Plans for a secretive commercial space venture backed by Amazon.com founder Jeff Bezos were coming under public review Tuesday at a government hearing.
The Federal Aviation Administration, which issues licenses and permits for projects like the West Texas spaceport bankrolled by the Internet billionaire, was taking comment on a 229-page draft of an environmental report filed by the Bezos firm developing the venture.
The hearing was being held in this town of about 3,000 some 120 miles east of El Paso and the nearest population center to the isolated operation.
"They’re a tight-lipped group," Culberson County Judge John Conoly said Tuesday. He plans to go to find out more about the plan.
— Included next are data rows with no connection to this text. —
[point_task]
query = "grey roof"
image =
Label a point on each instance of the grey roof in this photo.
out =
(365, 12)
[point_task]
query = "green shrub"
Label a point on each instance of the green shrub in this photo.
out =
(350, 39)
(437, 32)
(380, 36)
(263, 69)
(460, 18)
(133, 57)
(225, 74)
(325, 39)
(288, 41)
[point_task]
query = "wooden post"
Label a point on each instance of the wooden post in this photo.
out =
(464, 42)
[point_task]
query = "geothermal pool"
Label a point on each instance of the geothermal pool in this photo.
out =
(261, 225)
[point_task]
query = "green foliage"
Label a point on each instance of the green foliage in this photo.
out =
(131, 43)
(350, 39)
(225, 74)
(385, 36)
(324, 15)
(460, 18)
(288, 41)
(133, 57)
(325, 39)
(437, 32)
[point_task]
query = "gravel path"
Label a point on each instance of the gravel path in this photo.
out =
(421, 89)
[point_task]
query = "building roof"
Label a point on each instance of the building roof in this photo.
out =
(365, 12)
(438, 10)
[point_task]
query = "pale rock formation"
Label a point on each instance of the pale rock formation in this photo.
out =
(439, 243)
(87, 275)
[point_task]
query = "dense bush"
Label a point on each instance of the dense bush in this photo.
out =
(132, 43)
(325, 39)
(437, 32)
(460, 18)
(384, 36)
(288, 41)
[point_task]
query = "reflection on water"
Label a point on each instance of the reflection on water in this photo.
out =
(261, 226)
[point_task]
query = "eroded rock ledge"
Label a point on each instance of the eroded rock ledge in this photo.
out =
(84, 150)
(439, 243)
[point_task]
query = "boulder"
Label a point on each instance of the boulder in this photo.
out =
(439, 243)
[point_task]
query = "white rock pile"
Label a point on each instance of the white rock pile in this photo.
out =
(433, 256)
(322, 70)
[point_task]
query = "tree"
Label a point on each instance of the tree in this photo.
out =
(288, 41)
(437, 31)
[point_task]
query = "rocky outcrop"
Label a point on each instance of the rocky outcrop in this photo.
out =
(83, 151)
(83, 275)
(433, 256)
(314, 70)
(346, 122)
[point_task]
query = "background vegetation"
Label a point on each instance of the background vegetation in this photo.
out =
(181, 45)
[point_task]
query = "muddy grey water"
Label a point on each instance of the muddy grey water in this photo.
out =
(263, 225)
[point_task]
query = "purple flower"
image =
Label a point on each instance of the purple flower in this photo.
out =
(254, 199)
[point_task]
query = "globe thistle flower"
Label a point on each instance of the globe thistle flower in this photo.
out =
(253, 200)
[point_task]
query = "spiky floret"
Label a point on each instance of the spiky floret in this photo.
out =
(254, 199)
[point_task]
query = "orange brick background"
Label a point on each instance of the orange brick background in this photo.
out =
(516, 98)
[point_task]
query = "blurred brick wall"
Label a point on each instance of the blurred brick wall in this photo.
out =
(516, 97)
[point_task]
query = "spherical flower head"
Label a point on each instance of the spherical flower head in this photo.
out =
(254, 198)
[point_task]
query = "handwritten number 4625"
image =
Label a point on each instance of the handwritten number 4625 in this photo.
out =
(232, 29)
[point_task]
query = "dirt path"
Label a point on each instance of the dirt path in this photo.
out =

The spaceport is being built about midway between Van Horn and the Guadalupe Mountains National Park. The park, which includes some of the highest mountains in Texas, is about 50 miles to the north on the Texas-New Mexico border.
"Our purpose is to provide the public and other interested parties to review the draft documents, to ask questions, point out mistakes or omissions in our analysis of the environmental impact," said Hank Price, an FAA spokesman in Washington. The process is just one step leading to permits and licenses, he said.
Bezos was not expected at the hearing. The 42-year-old Seattle entrepreneur has talked in the past of building spaceships that can orbit the Earth and possibly lead to colonies in space.